ウイルスの変異は珍しいことではありません。ウイルスは自力で増えることができず、人などの細胞に入り込み複製しなければならないからです。複製では、体内に持つRNAやDNAといった遺伝情報を記録した物質をコピーします。その際にコピーミスが起きて生まれるのが、変異したウイルスです。感染を続ける限り避けられません。
新型コロナの遺伝情報は、RNAに刻まれています。RNAは4種類の塩基という物資が数珠のように並んだ構造をしており、新型コロナは約3万の塩基からなります。コピーミスが起きる頻度はウイルスによって違います。しかし、変異しても必ず人に感染するわけではありません。コピーミスしても、ウイルスとして増えないこともあるからです。変異したウイルスがうまく増殖できれば、体外に出て他の人に感染し、変異は受け継がれていきます。新型コロナの変異が受け継がれる間隔は平均15日で、約3万ある塩基が1カ所ずつ変わっていきます。

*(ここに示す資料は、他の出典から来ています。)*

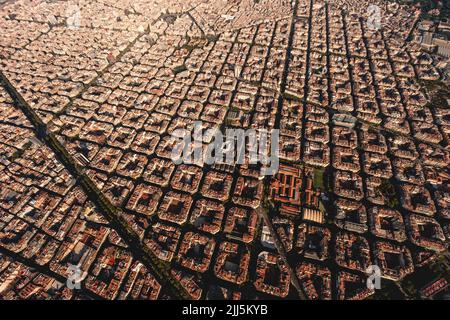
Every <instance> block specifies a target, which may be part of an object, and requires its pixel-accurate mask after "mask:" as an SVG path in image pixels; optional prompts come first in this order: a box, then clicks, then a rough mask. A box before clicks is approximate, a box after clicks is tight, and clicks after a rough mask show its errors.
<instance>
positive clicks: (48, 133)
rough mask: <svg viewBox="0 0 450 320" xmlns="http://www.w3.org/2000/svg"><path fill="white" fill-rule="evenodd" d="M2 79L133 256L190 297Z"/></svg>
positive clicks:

こうした変異が厄介なのは、稀に感染力や病原性が強いウイルスが誕生するからです。感染力が強まると、同種のウイルスとの競争に勝って一気に広がります。英国型や南アフリカ型などの変異ウイルスが、現在は全体の4割を占め、勢力を増しています。変異したウイルスの感染力が高いかどうかは、どこの遺伝情報が変異したかで決まります。英国型や南アフリカ型は、ウイルスの表面にあるスパイクというたんぱく質で変異が起きています。スパイクはウイルスが細胞に侵入する際に細胞表面にあるたんぱく質とくっつき、感染の足掛かりになる重要な役割を持っています。英国型は、スパイクと細胞表面にあるたんぱく質がくっつきやすくなる可能性があるとされています。
昨年末から接種が始まったワクチンの効果は失われていません。今後心配されるのは、大きな変異を伴った新型コロナの誕生です。ワクチンや抗ウイルス薬の普及によって変異が加速する恐れもあります。しかし、免疫や抗ウイルス薬から逃れる変異ウイルスが広がると、感染力が逆に弱まることもあります。